Il est des séances de cinéma qui compte plus
que d'autres : celle de The doors en fait assurément
et pleinement partie. Je me dois tout d'abord d'informer mon
lectorat du lien qui me lie avec James Douglas Morrison : Pour
avoir tout écouté du groupe, jusqu'aux derniers
enregistrements de poèmes mis en musique, pour connaître
chacune de ses chansons sur le bout des doigts, pour avoir tout
lu à son propos (les divers biographies et les recueils
de poèmes dont je recommande vivement "Une prière
américaine"). Et parce que, je dois vous l'avouer
ici, durant mes années lycée mes amis m'avaient
donné le surnom de "Jim" à cause de
mon admiration pour ce chanteur. J'ai même par la suite
prénommé mon premier enfant Jimmy. Pour vous situer...

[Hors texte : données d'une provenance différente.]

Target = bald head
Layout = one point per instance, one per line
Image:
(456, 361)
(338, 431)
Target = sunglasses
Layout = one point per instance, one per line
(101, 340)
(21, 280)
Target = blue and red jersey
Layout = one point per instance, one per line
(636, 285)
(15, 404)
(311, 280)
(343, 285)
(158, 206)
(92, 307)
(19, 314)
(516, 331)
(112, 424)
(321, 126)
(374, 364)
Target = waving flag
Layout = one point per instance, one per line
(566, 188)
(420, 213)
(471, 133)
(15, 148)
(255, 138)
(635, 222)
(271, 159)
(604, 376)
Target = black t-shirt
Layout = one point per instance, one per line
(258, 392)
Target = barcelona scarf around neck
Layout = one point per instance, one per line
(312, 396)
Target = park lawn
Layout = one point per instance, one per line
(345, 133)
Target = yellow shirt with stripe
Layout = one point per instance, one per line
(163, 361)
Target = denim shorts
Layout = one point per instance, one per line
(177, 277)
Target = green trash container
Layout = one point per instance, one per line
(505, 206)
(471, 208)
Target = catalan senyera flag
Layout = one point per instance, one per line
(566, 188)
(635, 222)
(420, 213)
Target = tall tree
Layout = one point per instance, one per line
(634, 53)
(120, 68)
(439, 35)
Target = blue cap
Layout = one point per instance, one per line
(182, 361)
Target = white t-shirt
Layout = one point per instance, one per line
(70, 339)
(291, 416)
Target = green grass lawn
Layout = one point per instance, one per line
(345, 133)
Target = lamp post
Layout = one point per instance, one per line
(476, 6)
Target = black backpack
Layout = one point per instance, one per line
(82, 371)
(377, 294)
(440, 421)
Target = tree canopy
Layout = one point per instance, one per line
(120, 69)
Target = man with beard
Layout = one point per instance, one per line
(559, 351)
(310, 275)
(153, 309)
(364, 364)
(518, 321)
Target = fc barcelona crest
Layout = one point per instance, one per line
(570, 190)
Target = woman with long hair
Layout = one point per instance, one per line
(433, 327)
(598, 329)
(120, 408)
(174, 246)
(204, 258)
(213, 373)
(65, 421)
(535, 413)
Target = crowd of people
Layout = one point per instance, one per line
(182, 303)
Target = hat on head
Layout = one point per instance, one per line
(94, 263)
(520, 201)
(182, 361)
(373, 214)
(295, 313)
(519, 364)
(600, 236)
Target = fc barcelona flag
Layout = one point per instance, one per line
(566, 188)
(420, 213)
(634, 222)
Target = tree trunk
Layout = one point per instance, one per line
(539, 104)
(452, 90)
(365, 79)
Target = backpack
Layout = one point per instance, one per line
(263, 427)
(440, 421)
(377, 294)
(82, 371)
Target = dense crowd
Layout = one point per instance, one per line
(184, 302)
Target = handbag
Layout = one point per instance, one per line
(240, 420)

The Doors : la naissance d'une icône
comme il n'en existe plus. Car qui, aujourd'hui, parmi ses stars
en papier mouchoir pourra se targuer d'exister encore dans 50-60
ans, au-delà de ses chansons (et encore...) ??
The doors retranscrit à la perfection
une époque bien au-delà de son simple decorum,
son atmosphère 60's fantasmagorique, hippy et post-beatnick
; depuis la musique jusqu'à cet ambiance fascinante et
délicate à mettre en image sans tomber lourdement
dans les clichés les plus galvaudés. Toutes les
caractéristiques d'une génération amenée
à bouleverser le monde, un instant, à travers
une musique plus électronique, une mode vestimentaire
tranchant violemment avec celle de leurs aînés,
l'usage abusif de drogues en tout genre et un esprit de liberté
; libertaire mais apolitique.
The doors, plus que l'histoire
stricto sensus du groupe, est avant tout un incroyable biopic
qui fait revivre sous nos yeux envoûtés l'esprit
de Jim Morrison.
Si on pourra lui reprocher de ne pas assez se concentrer sur
la création artistique, centre névralgique du
groupe et de son parolier principal, il sera difficile de passer
à côté d'un artiste qui exerce encore une
fascination indescriptible sur le monde. Jim vivait littérallement
ses chansons sur scène, à la manière d'un
J. Brel, il était symbole d'une époque inondée
d'une liberté nouvelle. The doors raconte
le succès foudroyant, bien au-delà de la musique,
presque messiaque d'un jeune homme d'une vingtaine d'année,
plus poète que chanteur, intellectuel en recherche constante,
et finalement dépassé, rongé par cette
drogue et cet alcool qu'il utilisait comme les amérindiens
usent du peyotl lors de leur cérémonies. Pour
chercher la vérité cachée d'un monde en
manque de spiritualité, laisser s'exprimer en toute liberté
cet âme d'artiste qui refusait les contrainte d'un monde
trop matériel. Jim Morrison, à jamais hanté
par l'esprit de cet indien entraperçu, alors qu'il était
tout jeune, sur le bord d'une route accidentée, a vécu
sa courte vie sans contrainte, sans limite, avec désinvolture.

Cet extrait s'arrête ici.